BeetleatWar1977 schrieb:


> *post*
> 
> So, erste Beta fertig:
> MEGAUPLOAD - The leading online storage and file delivery service
> ...




ehhhhm - wie füge ich das zeug jetzt wo ein - eine anleitung wäre auch nicht verkehrt!


----------



## AntiGSG9 (1. Oktober 2009)

*AW: Nützliche Sammlung an mods,fixes,tools usw.. für NFS Shift*

Hier gibts einen Mod für mehr Schaden im Spiel! (Reifenplatzer, Motorschaden, usw.)

Need for Speed: Shift - Mod für mehr Schaden - WinFuture.de

Habe ihn aber noch nicht testen können.

Grüße


----------



## BeetleatWar1977 (2. Oktober 2009)

*AW: Nützliche Sammlung an mods,fixes,tools usw.. für NFS Shift*



Hardcoreentertaiment schrieb:


> ehhhhm - wie füge ich das zeug jetzt wo ein - eine anleitung wäre auch nicht verkehrt!


 Hier gibts eine schöne Anleitung: Need for Speed: Shift Modden und ohne Repacker Zocken! Update! | sommergemuese


----------



## Hardcoreentertaiment (4. Oktober 2009)

*AW: Nützliche Sammlung an mods,fixes,tools usw.. für NFS Shift*

ich könnte echt heulen! hab den ultimativen super-gau

virenvirenviren

alles voll mit virut und win32/joleee und jede menge anderem wurm und trojanermist...
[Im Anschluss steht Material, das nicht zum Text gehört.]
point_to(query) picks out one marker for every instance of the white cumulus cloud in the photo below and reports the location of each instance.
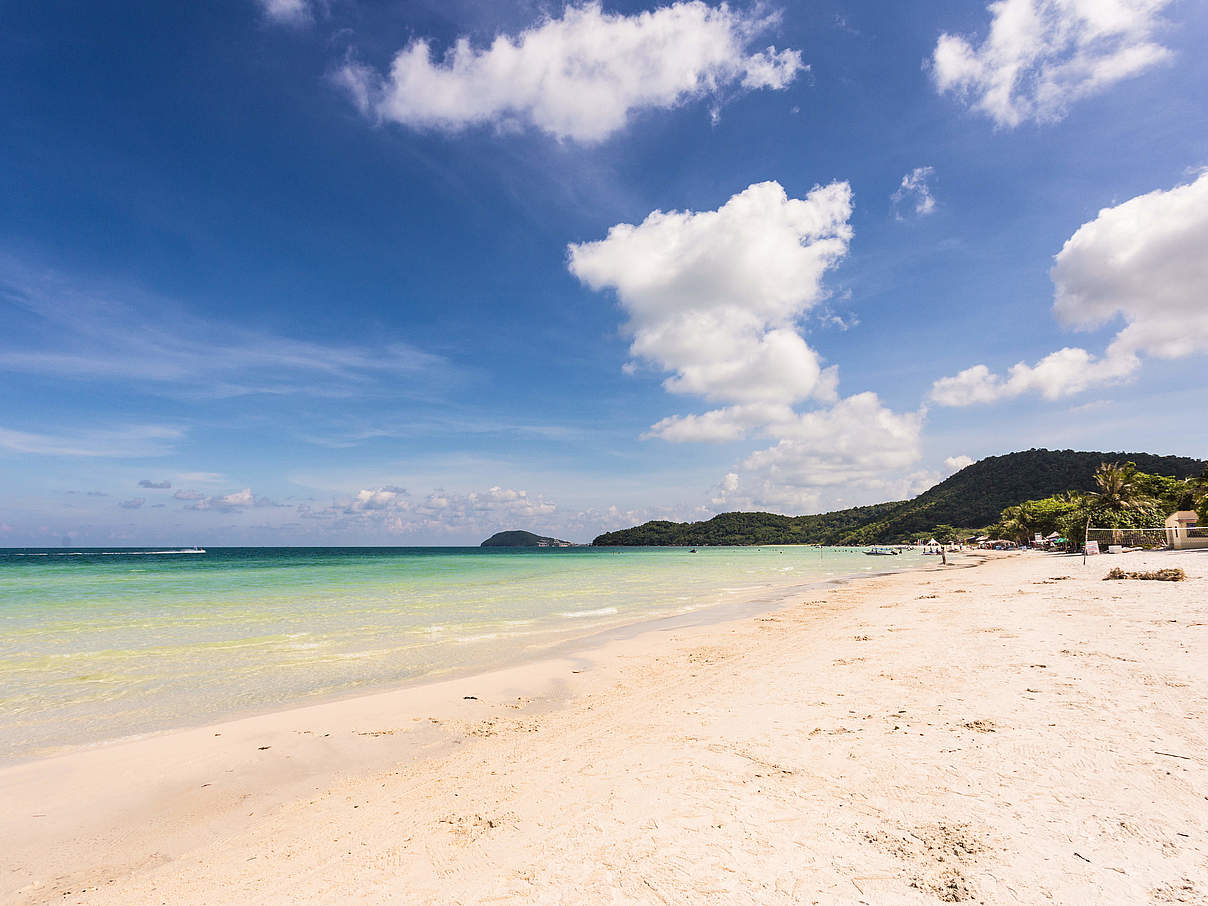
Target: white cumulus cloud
(285, 11)
(714, 296)
(580, 75)
(1144, 262)
(1062, 373)
(854, 452)
(915, 192)
(1043, 54)
(954, 464)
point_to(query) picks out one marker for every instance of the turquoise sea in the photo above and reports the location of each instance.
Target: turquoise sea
(98, 644)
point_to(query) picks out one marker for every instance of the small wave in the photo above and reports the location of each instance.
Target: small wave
(108, 553)
(579, 614)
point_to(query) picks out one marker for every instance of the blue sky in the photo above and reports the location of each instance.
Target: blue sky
(350, 272)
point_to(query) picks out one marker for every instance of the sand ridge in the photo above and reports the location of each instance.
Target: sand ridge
(1018, 732)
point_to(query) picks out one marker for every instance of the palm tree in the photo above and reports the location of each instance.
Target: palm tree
(1118, 491)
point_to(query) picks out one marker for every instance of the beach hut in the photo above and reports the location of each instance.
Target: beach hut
(1180, 530)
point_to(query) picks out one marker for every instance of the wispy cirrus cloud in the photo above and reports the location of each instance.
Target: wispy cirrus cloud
(126, 442)
(79, 332)
(580, 75)
(1040, 56)
(915, 193)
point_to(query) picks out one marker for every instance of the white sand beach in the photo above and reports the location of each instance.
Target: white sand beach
(1018, 731)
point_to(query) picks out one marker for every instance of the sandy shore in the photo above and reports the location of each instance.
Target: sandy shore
(1016, 732)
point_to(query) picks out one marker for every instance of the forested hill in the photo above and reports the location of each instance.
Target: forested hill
(971, 498)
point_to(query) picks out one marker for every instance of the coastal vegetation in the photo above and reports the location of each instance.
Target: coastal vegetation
(1011, 495)
(1124, 498)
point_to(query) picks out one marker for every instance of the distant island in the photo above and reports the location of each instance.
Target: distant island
(974, 498)
(523, 539)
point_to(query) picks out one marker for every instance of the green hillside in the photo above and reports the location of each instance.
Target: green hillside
(973, 498)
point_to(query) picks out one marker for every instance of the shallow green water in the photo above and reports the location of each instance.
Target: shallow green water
(96, 645)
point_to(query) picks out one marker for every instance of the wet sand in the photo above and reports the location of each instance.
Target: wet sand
(1015, 732)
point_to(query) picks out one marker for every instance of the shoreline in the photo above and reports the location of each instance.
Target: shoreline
(731, 745)
(756, 602)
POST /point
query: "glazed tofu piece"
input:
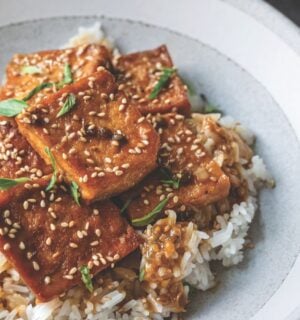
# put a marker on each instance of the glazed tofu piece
(102, 143)
(187, 175)
(48, 238)
(27, 71)
(138, 74)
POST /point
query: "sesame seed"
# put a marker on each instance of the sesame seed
(6, 247)
(52, 227)
(22, 245)
(25, 205)
(47, 280)
(141, 119)
(35, 265)
(107, 160)
(95, 212)
(94, 243)
(73, 270)
(71, 224)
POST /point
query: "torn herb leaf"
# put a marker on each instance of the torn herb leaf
(75, 192)
(8, 183)
(68, 77)
(147, 219)
(162, 82)
(142, 275)
(12, 107)
(54, 175)
(125, 206)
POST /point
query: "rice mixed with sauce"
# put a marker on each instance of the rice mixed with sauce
(176, 251)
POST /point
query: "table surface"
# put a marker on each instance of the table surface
(290, 8)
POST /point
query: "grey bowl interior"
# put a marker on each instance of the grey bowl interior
(244, 289)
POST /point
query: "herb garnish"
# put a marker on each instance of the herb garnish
(68, 77)
(125, 206)
(30, 70)
(54, 175)
(162, 82)
(68, 105)
(37, 89)
(189, 86)
(12, 107)
(142, 275)
(208, 107)
(75, 192)
(8, 183)
(86, 278)
(147, 219)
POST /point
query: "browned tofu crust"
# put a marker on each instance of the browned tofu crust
(183, 157)
(103, 143)
(138, 74)
(47, 237)
(84, 60)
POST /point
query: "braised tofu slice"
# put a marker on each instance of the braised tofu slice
(187, 176)
(17, 158)
(139, 73)
(102, 143)
(25, 72)
(48, 238)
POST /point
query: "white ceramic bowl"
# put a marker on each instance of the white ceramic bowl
(253, 75)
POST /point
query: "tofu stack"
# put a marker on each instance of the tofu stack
(91, 131)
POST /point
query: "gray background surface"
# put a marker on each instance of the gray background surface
(290, 8)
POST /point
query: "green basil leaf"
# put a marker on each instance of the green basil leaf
(86, 278)
(174, 183)
(68, 105)
(68, 77)
(142, 275)
(30, 70)
(52, 182)
(125, 206)
(8, 183)
(162, 82)
(12, 107)
(37, 89)
(147, 219)
(75, 192)
(54, 175)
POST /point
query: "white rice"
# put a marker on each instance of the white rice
(225, 245)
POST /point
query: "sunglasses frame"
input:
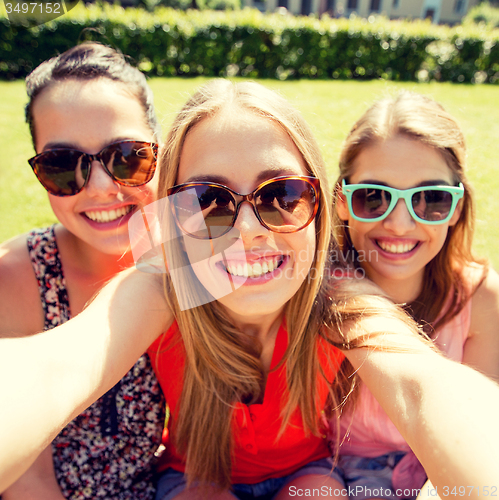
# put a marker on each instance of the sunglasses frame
(96, 157)
(457, 193)
(250, 198)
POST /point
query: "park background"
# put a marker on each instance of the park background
(331, 101)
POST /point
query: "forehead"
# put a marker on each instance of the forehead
(400, 162)
(87, 115)
(238, 148)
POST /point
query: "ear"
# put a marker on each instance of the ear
(457, 213)
(341, 205)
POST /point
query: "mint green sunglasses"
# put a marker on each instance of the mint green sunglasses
(426, 204)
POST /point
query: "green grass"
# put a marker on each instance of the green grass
(331, 107)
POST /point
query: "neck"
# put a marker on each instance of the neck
(263, 328)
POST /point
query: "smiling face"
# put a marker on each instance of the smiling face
(88, 116)
(240, 149)
(395, 251)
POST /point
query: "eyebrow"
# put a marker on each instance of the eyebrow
(262, 176)
(436, 182)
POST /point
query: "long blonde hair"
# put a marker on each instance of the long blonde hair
(223, 364)
(421, 119)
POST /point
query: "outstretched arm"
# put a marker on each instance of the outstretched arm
(51, 377)
(447, 412)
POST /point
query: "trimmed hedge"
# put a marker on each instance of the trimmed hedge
(254, 45)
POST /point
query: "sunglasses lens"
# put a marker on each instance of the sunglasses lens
(61, 172)
(204, 211)
(369, 203)
(432, 205)
(131, 163)
(286, 205)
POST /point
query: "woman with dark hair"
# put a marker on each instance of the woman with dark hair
(95, 134)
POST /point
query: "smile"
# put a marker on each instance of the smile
(396, 248)
(255, 270)
(108, 215)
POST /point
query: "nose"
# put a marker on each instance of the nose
(248, 224)
(100, 183)
(399, 221)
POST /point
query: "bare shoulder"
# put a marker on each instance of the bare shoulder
(486, 299)
(20, 306)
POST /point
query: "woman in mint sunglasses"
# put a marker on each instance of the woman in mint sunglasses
(94, 130)
(404, 218)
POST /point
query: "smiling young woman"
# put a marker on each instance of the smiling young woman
(94, 131)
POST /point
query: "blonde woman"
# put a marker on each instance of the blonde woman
(248, 374)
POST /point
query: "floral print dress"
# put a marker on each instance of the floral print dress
(108, 451)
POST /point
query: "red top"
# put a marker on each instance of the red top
(258, 456)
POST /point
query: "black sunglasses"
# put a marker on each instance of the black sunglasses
(65, 172)
(206, 210)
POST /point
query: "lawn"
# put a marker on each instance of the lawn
(331, 107)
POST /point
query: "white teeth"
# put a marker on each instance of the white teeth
(252, 270)
(108, 215)
(396, 248)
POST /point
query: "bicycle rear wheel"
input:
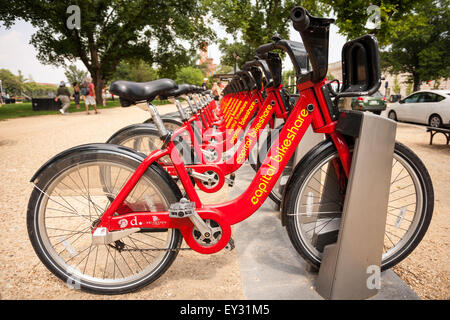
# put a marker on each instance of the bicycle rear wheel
(68, 199)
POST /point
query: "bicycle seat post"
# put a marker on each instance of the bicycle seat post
(189, 100)
(157, 120)
(183, 116)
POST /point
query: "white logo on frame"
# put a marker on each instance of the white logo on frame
(123, 223)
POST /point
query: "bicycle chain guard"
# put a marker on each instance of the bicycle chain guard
(208, 248)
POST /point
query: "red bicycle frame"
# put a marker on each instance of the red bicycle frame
(310, 109)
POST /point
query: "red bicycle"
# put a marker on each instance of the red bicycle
(111, 220)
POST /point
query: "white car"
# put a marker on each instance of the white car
(430, 107)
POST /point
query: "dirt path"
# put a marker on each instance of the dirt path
(25, 144)
(427, 269)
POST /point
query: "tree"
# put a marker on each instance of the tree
(73, 74)
(11, 84)
(190, 75)
(251, 23)
(420, 45)
(17, 85)
(110, 31)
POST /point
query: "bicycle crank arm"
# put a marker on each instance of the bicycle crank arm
(200, 176)
(103, 236)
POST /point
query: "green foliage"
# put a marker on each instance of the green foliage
(251, 23)
(190, 75)
(112, 31)
(73, 74)
(10, 83)
(17, 85)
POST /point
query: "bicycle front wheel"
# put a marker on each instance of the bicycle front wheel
(66, 204)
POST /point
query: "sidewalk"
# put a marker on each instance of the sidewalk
(271, 268)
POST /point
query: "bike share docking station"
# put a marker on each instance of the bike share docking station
(350, 267)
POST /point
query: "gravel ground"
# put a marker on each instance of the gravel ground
(25, 144)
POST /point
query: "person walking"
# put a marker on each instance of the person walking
(90, 97)
(76, 94)
(63, 95)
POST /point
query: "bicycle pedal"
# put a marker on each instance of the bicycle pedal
(182, 209)
(230, 245)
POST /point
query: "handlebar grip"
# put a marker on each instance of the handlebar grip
(265, 48)
(300, 18)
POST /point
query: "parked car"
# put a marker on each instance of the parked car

spybot s&d hat 172 infizierte dateien gefunden und ich hab jedtzt erstmal meine festplatte mit den ganzen sachen die ich für shift usw.. gebastelt hatte formatiert und alles neu aufgesetzt

hoffentlich läuft gleich nfs shift wieder nachdem ich jetzt nen neuen grafiktreiber hab

das ganze lag nicht an dem hier angebotenen trainer sindern an gta3 das ich mir von einer anderen festplatte geholt hab...


----------



## K4R4cH0w (11. Oktober 2009)

*AW: Nützliche Sammlung an mods,fixes,tools usw.. für NFS Shift*

oO
Ich kenn den sch*** mit den W32 dingern...
Hatte lange zeit mit W32/Pinfi zu kämpfen...
Damals gab es kein Programm welches wirklich geholfen hat bzw. sie entfernen könnte, ist aber schon mindestens 2 Jahre her, vllt. gibt es mittlerweile etwas wirksames.
Good luck
lg


----------



## Sesfontain (17. Oktober 2009)

*AW: Nützliche Sammlung an mods,fixes,tools usw.. für NFS Shift*

@hardcoreentertainment:
Kannst du bitte mal den Startpost aktualisieren ,die Datei inklusive Virus befindet sich noch hinter dem Link
Kam zumindest ,als ich es mal geöffnet habe...


----------



## BeetleatWar1977 (18. Oktober 2009)

*AW: Nützliche Sammlung an mods,fixes,tools usw.. für NFS Shift*

hier mein aktueller Stand: Download NFSS Shadermod V4.7z
bisher geändert:
Motion Blur: etwas abgeschwächt und verwendet auf hoch mehr Samples
DOF: Shaderseitig etwas modifiziert (etwas schwächer/Qualität besser)
Schatten werden jetzt etwas anders berechnet/generiert (vielleicht mal jemand mit ATI testen zwegs evtl besserer Performance?)
etwas Fehlerbehebung durchgeführt( Tippfehler in Shaderprogrammen? sowas muss denen doch auffallen)
Fahrzeug-LOD´s gepushed
Environment-Mapping läuft auf einem anderen Modus


----------



## Geforce2 (8. Dezember 2009)

*AW: Nützliche Sammlung an mods,fixes,tools usw.. für NFS Shift*

Hab ein problem. Nach dem Start von NFS Shift stürzt das Spiel gleich ab. Kann mir jemand weiterhelfen???


----------



## Blackvoodoo (9. Dezember 2009)

*AW: Nützliche Sammlung an mods,fixes,tools usw.. für NFS Shift*



Geforce2 schrieb:


> Hab ein problem. Nach dem Start von NFS Shift stürzt das Spiel gleich ab. Kann mir jemand weiterhelfen???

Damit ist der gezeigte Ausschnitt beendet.